I expect qDebug() << model will print "Hello world!". However, there is alway something like "QAbstractTableModel(0x1c7e520)" on the output.

Do you have any idea what's wrong?

Answer 1

I know it long time now, but just to be documented and to help any other people who eventually come here having the same doubt, the easiest way to get qDebug() << working with your own class printing something like "Hello World" or whatever else, is to implement implicit conversion of your class to a printable type, like QString (which is well supported by QDebug).

class Foo {
public:
   Foo() { }
   operator QString() const { return <put your QString here>; }   

};

Answer 2

In your example, qDebug() prints the address of your variable, which is the default behavior for unknown types.

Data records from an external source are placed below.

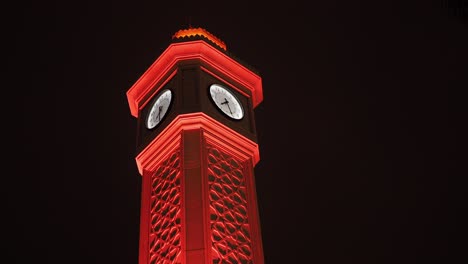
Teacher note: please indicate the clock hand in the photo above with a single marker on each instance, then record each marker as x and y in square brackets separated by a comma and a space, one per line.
[227, 102]
[159, 113]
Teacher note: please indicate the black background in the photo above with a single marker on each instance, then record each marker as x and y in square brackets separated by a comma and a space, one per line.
[357, 131]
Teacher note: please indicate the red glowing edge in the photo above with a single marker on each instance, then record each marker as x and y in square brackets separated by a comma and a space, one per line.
[201, 50]
[214, 133]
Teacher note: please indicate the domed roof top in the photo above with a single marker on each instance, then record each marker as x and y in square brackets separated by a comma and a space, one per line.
[201, 32]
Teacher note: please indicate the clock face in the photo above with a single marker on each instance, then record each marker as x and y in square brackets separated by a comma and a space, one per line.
[159, 109]
[226, 101]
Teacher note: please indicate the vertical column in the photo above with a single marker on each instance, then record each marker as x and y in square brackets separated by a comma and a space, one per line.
[145, 218]
[196, 252]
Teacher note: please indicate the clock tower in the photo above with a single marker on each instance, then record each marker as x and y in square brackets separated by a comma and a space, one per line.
[196, 152]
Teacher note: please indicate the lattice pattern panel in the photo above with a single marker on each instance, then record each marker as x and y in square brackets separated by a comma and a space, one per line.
[231, 242]
[165, 229]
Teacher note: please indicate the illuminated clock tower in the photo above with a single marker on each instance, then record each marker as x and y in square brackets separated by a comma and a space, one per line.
[196, 152]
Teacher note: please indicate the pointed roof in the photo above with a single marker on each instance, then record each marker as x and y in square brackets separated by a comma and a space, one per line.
[200, 32]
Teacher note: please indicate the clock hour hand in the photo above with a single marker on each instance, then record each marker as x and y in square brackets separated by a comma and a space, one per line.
[227, 102]
[159, 113]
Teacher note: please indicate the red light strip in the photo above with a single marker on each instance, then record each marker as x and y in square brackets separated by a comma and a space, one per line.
[215, 133]
[201, 50]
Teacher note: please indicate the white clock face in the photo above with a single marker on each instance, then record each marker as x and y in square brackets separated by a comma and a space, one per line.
[226, 101]
[159, 109]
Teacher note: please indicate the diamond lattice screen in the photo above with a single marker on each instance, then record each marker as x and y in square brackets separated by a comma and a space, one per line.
[230, 229]
[165, 229]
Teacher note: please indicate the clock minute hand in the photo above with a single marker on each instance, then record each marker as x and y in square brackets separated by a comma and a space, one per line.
[227, 102]
[159, 113]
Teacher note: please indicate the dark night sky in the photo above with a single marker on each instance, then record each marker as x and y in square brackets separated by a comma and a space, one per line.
[356, 131]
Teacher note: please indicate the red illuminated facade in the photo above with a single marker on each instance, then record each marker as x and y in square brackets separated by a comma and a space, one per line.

In fact, there seem to be two things you have to take care of:

• Get the item by value (and eugen already pointed it out!).
• Define the overloading operator before you use it, put its signature in the header file, or define it as forward before using it (otherwise you will get the default "qDebug() <<" behavior).

This will give you:

QDebug operator<< (QDebug d, const DataModel &model) {
    d << "Hello world!";
    return d;
}
DataModel m;
qDebug() << "m" << m;

or

QDebug operator<< (QDebug d, const DataModel &model);

DataModel m;
qDebug() << "m" << m;

QDebug operator<< (QDebug d, const DataModel &model) {
    d << "Hello world!";
    return d;
}

I've learned it the hard way, too...

Answer 3

After an hour of playing with this question I figured out model is pointer to DataModel and my operator << takes only references.